Меня помыли, переодели и сытно накормили. Я рассказал капитану все, кроме того, конечно, кто я на самом деле и откуда. Он слушал молча, только курил, зажигая одну папиросу от другой.

– Про вас мы давно знаем, – сказал, когда я умолк. – Окруженцы, выходившие к своим, рассказывали. Военинженер и контуженый сержант, бьющие врага в немецком тылу. Мы даже собирались группу выбросить – установить с вами связь, но не знали, где искать. Жаль Самохина, очень бы пригодился.

– Он боялся: здесь его расстреляют!

– Это почему? – удивился капитан. – Суда над ним не было, приговора нет, а после того, что военинженер сделал, про арест не вспомнили бы. Идет война, сержант, и всякий, кто умеет бить врага, на особом счету. Таких у нас мало. Ясно? Теперь о тебе. Вернешься в артиллерию?

– Я забыл, как стрелять из пушки. Память не восстановилась.

– Резать немцев это не мешало! – хмыкнул он. – Хочешь во фронтовую разведку? Кормят по пятой норме, как летчиков, ну и все остальное… Плохо одно: живут разведчики недолго. Как?

– Согласен!

– Фамилию не вспомнил?

– Никак нет!

– Пиши! – капитан повернулся к писарю. – Бесфамильный Иван Иванович, сержант…

– Павлик! Павлик! – чья-то рука трясет меня за плечо. Очумело вскакиваю. Это не осень сорок первого… Передо мной Ольга в ночной рубашке.

– Ты скрежетал зубами и страшно ругался! – говорит она. – Я испугалась!

– Прости! Кошмар…

– Ты часто скрежещешь зубами, – вздыхает она. – Хочешь, дам брому? У меня есть.
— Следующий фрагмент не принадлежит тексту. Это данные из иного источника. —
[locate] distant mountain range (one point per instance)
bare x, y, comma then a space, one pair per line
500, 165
– Не надо, я больше не буду. Извини!

– Ничего! Я думала, рана болит.

Болит, Оленька, только не рана…

Сажусь на койку, она пристраивается рядом. Ее босые ножки не достают до пола и болтаются в воздухе. Наши плечи не соприкасаются.

– Несчастливые мы с тобой! – говорит Ольга. – У меня папа и Юра погибли, у тебя жена умерла…

Я не рассказывал ей о жене, но есть поручик Рапота, наверняка просветил. Хороший у меня друг, только болтливый. Мы сидим и молчим. Две песчинки в океане мироздания, прибитые друг к другу прихотливой волной. Песчинкам бывает грустно. В этом случае им лучше молчать или спать.